Pour conclure, notons que si la stipulation claire et intelligible des clauses précitées n’est pas abusive, l’exercice des prérogatives qu’elles confèrent peut toujours encourir cette qualification et justifier la responsabilité de l’assureur, voire l’inopposabilité de la clause à l’assuré. Quant au prêteur de deniers, sa responsabilité pourrait également être engagée pour avoir omis d’éclairer l’emprunteur sur la portée exacte de la clause litigieuse au regard de sa situation particulière[8]. À cet égard, rappelons que la jurisprudence assigne au banquier, souscripteur de l’assurance collective du crédit, l’obligation spécifique d’éclairer le candidat à l’assurance « sur l’adéquation des risques couverts à sa situation personnelle d’emprunteur »[9].
Assurance emprunteur – Délai de franchise – Extinction de la garantie pour déchéance du terme de l’emprunt – Clauses abusives (non).
[1] . C. conso., art. L. 241-1. Rappelons que la stipulation de l’une des clauses réputées irréfragablement abusives par l’article R. 212-1 du Code de la consommation peut également donner lieu à une sanction administrative (C. conso., art. L. 241-2).
[2] . Cf. M. Bruschi, « L’élimination des clauses abusives dans le contrat d’assurance », Mél. H. Groutel, Litec, p. 71.
[3] . Cf. Recommandation n° 90-01 BOCCRF du 28 août 1990.
[4] . M. Asselain, obs. in LEDA n° 8, sept. 2019, 112c8.

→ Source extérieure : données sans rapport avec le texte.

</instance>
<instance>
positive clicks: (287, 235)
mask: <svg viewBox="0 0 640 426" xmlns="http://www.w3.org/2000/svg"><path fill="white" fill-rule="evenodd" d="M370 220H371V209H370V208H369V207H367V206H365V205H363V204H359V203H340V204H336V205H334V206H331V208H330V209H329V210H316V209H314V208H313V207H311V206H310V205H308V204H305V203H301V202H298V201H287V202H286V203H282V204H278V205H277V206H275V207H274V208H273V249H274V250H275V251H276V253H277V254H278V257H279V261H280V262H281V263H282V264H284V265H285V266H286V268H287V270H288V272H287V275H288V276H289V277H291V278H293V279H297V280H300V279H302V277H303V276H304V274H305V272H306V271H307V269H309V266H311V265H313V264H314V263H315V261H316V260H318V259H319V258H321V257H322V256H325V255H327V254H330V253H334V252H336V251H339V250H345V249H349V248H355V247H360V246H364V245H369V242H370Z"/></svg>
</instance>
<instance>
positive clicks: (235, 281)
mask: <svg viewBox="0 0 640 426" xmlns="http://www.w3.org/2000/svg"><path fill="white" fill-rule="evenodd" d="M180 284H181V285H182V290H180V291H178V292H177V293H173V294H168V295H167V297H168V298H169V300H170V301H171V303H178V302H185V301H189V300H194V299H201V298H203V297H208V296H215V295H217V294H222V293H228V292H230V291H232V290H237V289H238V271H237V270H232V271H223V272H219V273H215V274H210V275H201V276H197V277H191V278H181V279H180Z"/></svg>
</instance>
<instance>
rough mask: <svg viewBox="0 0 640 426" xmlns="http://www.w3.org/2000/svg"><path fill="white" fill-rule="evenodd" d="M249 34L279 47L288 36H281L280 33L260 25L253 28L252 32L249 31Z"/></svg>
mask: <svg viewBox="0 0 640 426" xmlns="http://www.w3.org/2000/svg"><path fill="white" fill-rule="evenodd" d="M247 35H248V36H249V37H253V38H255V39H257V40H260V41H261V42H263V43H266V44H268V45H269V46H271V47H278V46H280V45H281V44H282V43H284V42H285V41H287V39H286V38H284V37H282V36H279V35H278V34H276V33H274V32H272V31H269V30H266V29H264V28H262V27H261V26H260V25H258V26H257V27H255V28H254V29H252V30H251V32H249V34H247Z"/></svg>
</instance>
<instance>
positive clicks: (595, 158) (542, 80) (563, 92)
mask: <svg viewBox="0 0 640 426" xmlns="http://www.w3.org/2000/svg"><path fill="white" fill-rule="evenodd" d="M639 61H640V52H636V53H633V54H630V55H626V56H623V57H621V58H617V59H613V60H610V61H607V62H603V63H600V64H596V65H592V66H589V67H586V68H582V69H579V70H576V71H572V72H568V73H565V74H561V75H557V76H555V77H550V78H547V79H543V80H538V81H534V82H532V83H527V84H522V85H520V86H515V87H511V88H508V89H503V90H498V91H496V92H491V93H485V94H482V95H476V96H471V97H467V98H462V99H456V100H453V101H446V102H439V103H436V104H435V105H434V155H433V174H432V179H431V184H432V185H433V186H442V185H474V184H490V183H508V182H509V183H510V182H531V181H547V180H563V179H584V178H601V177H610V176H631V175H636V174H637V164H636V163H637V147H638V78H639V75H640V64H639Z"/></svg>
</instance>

[5] . Comp., s’agissant des contrats souscrits par des professionnels, C. civ., art. 1171 : « Dans un contrat d’adhésion, toute clause non négociable, déterminée à l’avance par l’une des parties, qui crée un déséquilibre significatif entre les droits et obligations des parties au contrat est réputée non écrite. L’appréciation du déséquilibre significatif ne porte ni sur l’objet principal du contrat ni sur l’adéquation du prix à la prestation. » Notons que cette disposition, à la différence de l’article L. 212-1, alinéa 3, du Code de la consommation, n’exige pas que la clause soit rédigée en termes clairs et compréhensibles pour écarter son caractère abusif.
[6] . Civ. 1re, 30 nov. 2016, n° 15-21724 et n° 15-23004. En l’espèce, la clause litigieuse prévoyait que la « garantie incapacité de travail » était due si, avant son soixante-cinquième anniversaire de naissance, l’assuré était contraint d’interrompre totalement son activité professionnelle sur prescription médicale par suite de maladie ou d’accident, et si son état de santé lui interdisait l’exercice de toute activité professionnelle, et que la garantie prenait fin, notamment, lors du départ en retraite de l’assuré, quelle qu’en soit la cause, y compris pour inaptitude au travail. Selon la Cour de cassation, la cour d’appel a pu en déduire que cette clause fixait les limites du risque assuré et était dépourvue d’ambiguïté.
[7] . Dans le sens d’une exclusion de garantie, la clause serait interprétée négativement : toutes les incapacités de travail seraient garanties, sauf celles d’une durée inférieure à 90 jours. L’enjeu de cette qualification réside dans le formalisme légalement exigé ad validitatem (C. ass., art. L. 112-4, in fine et L. 113-1, al. 1).
[8] . Comp. Civ. 1re, 30 nov. 2016, préc.
[9] . Ass. plén., 2 mars 2007, n° 06-15267 : Bull. n° 4.